In this article we are going to compare the overhead imposed by using two different ORM solutions: SQLAlchemy for Python vs. YB.ORM for C++ [see Quick Introduction here]. To achieve this two special test applications were developed, both implementing the same OLTP logic, and a test suite to test them.

Test stand

For the test server application we have chosen the following subject: car parking automation. Typical operations include: giving out a parking ticket, calculation of time spent on parking, payment for the service, and leaving the parking with ticket returned to the system. This is so called postpaid schema. The prepaid schema has been also implemented, where a user pays beforehand for some time, and has an option to prolongate the parking session at any time. When the user leaves parking the unused amount is sent to his/her parking account, which can be used later to pay for another parking session. All of these operations fit well in what is called CRUD (Create, Read, Update and Delete) semantics.

The source code of the test stand is available at GitHub: https://github.com/vnaydionov/teststand-parking.

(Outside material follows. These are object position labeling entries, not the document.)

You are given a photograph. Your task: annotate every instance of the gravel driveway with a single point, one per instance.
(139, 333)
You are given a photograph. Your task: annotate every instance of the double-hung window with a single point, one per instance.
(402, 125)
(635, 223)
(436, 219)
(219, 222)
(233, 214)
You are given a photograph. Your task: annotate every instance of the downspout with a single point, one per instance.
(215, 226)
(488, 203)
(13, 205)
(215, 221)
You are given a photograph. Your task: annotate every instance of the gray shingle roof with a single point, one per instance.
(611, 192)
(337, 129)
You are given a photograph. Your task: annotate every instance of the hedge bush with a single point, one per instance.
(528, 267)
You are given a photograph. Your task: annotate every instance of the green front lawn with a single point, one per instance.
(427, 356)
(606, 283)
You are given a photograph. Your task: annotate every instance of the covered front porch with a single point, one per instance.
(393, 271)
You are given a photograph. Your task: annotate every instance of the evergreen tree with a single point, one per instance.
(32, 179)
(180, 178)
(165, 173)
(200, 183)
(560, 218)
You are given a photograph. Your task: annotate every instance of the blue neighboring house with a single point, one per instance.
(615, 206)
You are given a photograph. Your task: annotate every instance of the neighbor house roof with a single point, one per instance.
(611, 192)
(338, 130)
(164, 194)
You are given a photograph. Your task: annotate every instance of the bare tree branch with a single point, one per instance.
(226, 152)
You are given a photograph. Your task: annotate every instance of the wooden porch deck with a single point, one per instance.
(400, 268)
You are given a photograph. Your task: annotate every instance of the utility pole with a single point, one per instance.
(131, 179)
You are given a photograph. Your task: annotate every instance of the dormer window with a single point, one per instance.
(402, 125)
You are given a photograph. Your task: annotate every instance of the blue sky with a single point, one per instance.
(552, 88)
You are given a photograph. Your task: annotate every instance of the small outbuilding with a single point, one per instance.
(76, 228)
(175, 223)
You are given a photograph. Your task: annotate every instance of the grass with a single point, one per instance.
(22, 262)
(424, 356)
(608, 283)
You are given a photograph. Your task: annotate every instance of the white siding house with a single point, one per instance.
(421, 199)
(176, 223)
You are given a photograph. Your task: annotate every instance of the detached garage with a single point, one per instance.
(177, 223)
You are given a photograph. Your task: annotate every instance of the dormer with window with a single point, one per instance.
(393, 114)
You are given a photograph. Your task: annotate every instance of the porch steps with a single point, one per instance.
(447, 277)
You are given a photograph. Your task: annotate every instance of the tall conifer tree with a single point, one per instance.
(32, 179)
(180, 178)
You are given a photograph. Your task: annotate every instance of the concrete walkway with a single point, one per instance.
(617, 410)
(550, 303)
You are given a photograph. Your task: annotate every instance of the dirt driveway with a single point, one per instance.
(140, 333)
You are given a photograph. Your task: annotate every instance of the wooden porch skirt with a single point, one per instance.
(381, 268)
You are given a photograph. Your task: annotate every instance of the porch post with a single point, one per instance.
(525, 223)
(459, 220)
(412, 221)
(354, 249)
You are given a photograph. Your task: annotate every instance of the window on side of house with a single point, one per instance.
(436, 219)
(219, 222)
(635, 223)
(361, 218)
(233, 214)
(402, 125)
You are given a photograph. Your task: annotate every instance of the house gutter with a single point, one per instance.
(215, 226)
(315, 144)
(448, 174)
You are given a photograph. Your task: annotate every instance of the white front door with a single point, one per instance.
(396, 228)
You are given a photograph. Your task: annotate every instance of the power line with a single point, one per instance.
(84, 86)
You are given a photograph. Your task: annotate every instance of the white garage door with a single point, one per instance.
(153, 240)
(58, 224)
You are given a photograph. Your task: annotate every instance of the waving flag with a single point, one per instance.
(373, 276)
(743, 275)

There you can find a test suite and two distinct applications implemented for two different platforms:

folder parking – in Python language, using SQLAlchemy (referred to as sa);
folder parkingxx – in C++, using YB.ORM (referred to as yborm below).

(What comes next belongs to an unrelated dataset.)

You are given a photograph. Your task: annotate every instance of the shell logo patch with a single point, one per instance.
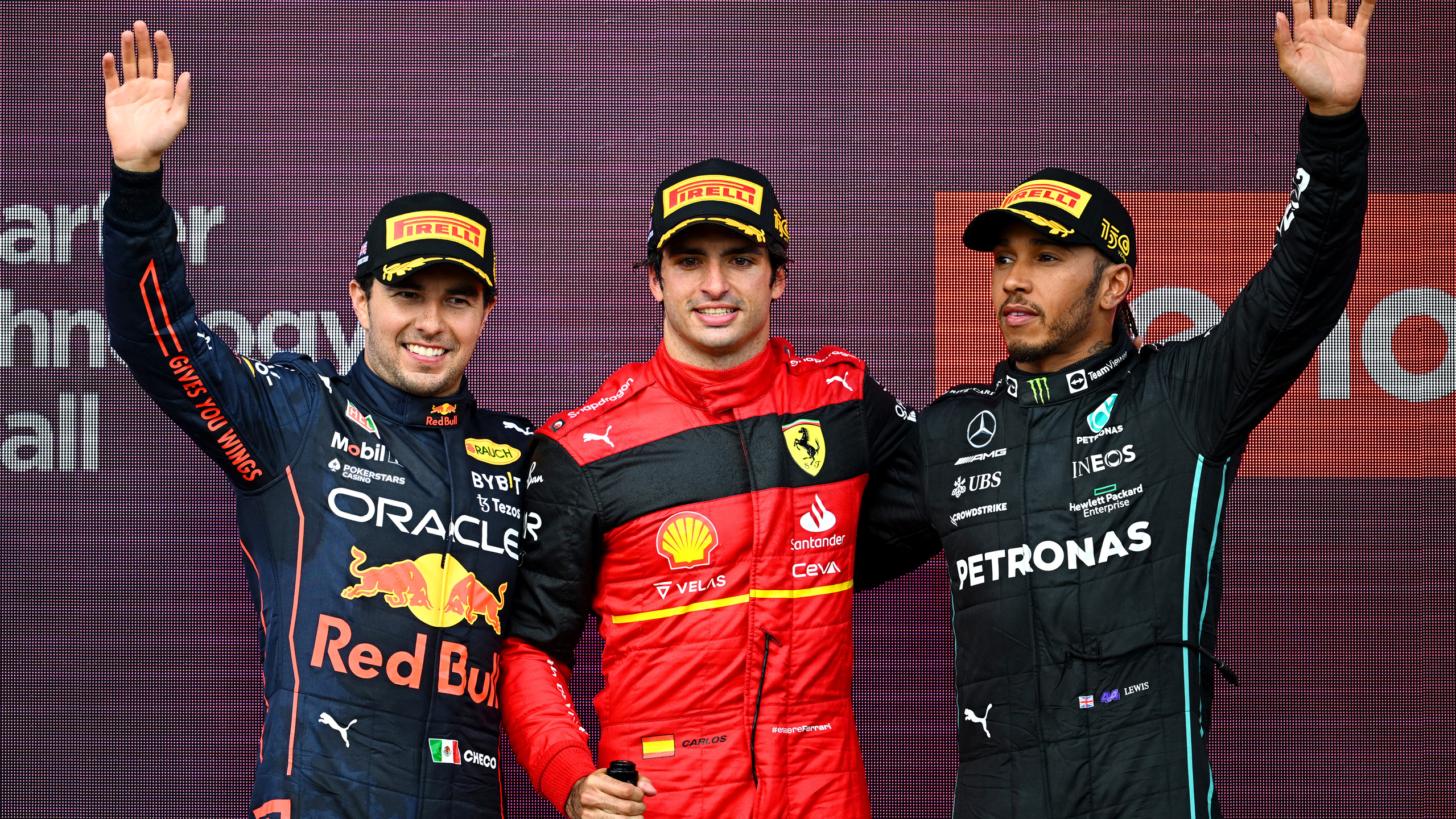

Both applications are driven by single test suite, which sequentially reproduces set of test cases for the API the applications implement. The test suite is written in Python, using standard unittest module. And the two applications both show "green light" on the tests.

To run the same test suite against some applications built on different platforms we need some sort of IPC (Inter-Process Communication). The most common IPC out there is the Socket API, it allows for communication between processes running on the same host or on different hosts. The test stand API is thus accessible via a TCP socket, using HTTP for request/response handling, and JSON is used for serialization of data structures. In Python test server application (sa) we use SimpleHTTPServer module to implement an HTTP server. In C++ test server application (yborm) we use HttpServer class for that purpose (files parkingxx/src/micro_http.h, parkingxx/src/micro_http.cpp), borrowed from folder examples/auth of YB.ORM project. For better performance we run both test and application on the same host having a multiple core CPU.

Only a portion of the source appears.